If you were to make the decision with a microbenchmarking mindest — by just looking at the numbers without context — workers will seem like a bad idea. However, the question ought not to be “what is faster?” but rather “what is the trade-off?” or “can I afford this given my budget?” In the worker example we pay 16ms, something we can easily fit into our 40ms of left-over RAIL budget. What we get in return depends a bit on your perspective, but in this example I want to focus on resilience. If the server sends an unexpectedly massive JSON response for the stock data, decoding could take a considerable amount of time and block the main thread. If the decoding and processing happens in a worker, none of this would affect the main thread and keep your app responsive.

SixBench performance comparison of for-loops

Another example: Until about a year ago, using a for-of-loop to iterate over an array was 17x slower than using a normal for-loop (Note: six-bench was run in April 2017. Lots of things have changed since then in v8 and babel). I still see people avoiding for-of loops because of this finding.

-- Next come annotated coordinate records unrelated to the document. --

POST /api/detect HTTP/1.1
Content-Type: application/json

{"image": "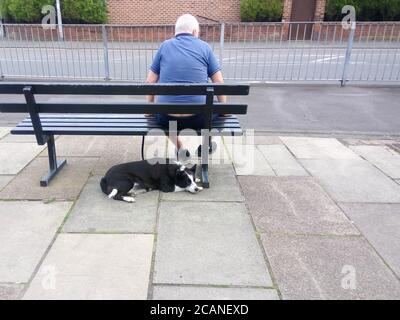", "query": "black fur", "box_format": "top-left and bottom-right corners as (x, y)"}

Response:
top-left (100, 159), bottom-right (196, 200)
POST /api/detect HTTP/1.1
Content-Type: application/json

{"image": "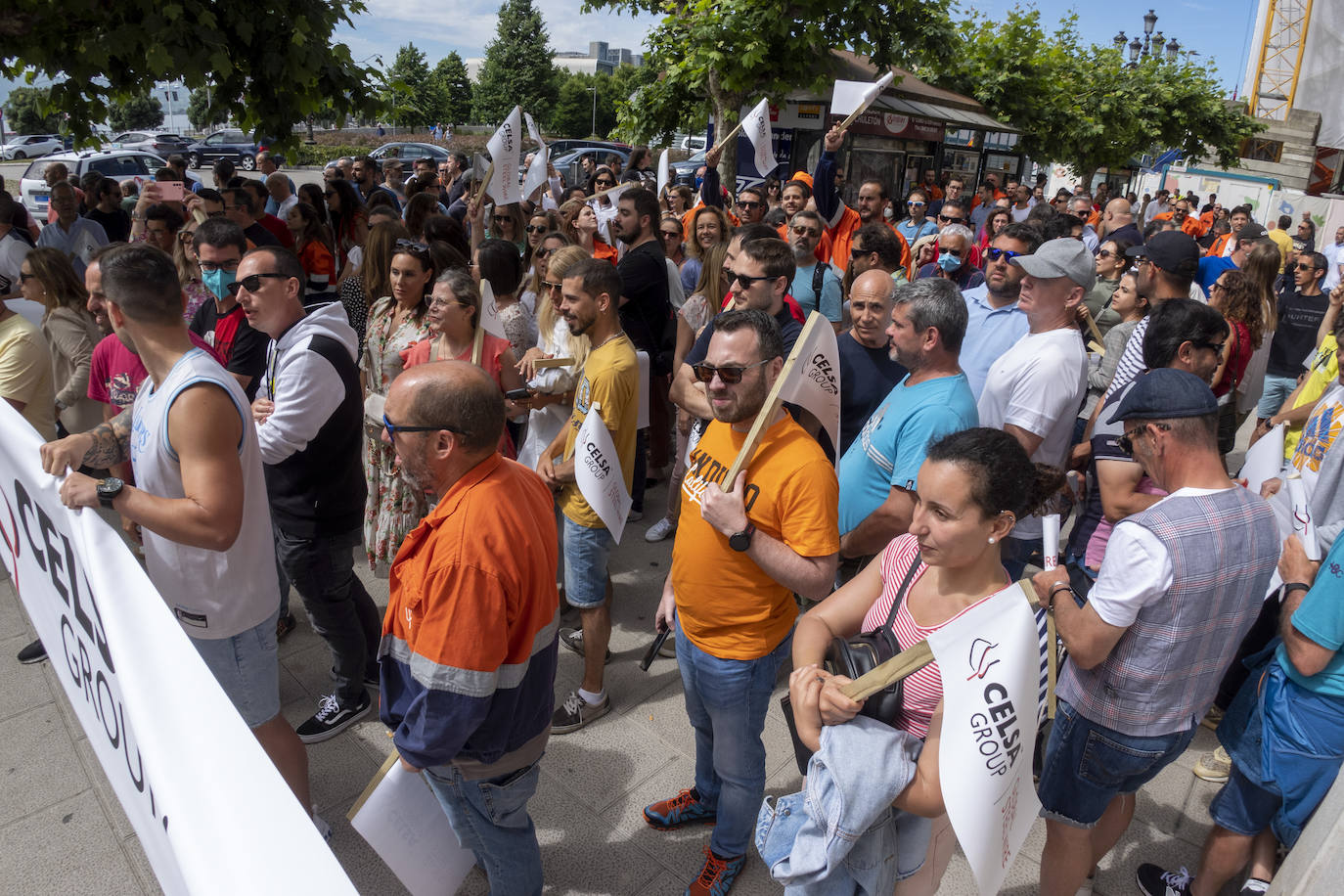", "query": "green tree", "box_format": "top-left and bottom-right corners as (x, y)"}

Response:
top-left (585, 0), bottom-right (953, 186)
top-left (430, 51), bottom-right (471, 125)
top-left (927, 7), bottom-right (1264, 183)
top-left (4, 87), bottom-right (61, 134)
top-left (108, 94), bottom-right (164, 130)
top-left (471, 0), bottom-right (557, 123)
top-left (0, 0), bottom-right (378, 144)
top-left (187, 89), bottom-right (229, 130)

Let’s look at concrete numbers: I iterated over an array with 100 elements in Chrome 55 (released in December 2016, before six-speed was run). Once with a for-of and once with a normal for-loop:

Clearly, the vanilla for-loop is faster (in Chrome 55), but the for-of loop gives you implicit boundary checks and makes the body of your loop more readable as you don’t have to use index notation. Is that worth saving ~60µs? Well, it depends. Almost always the answer is no. If you were using for-of loops in a hot path (like code that runs every frame of a WebGL app), you might have a point. However, if you were just iterating over a couple dozen elements once the user clicks a button, I wouldn’t bother thinking about performance. I always err on the side of readability. And for what it’s worth, in today’s Chrome 70, both loops are exactly the same speed. Thanks, V8 team!

Code for benchmarking for-loops

It depends (on the context).

With all that said: There is no performance advice that is always good. Heck, there’s barely any performance advice that is mostly good*. Technical requirements, target audiences, target devices and company priorities just differ too much from case to case. It depends. If you want my advice, here’s how I try to do tackle optimizations:

  1. Set yourself a budget.
  2. Measure.
  3. Optimize the parts that are blowing your budget.
  4. Make a decision with context.

*) Never animate width or height on the web, though. NEVER.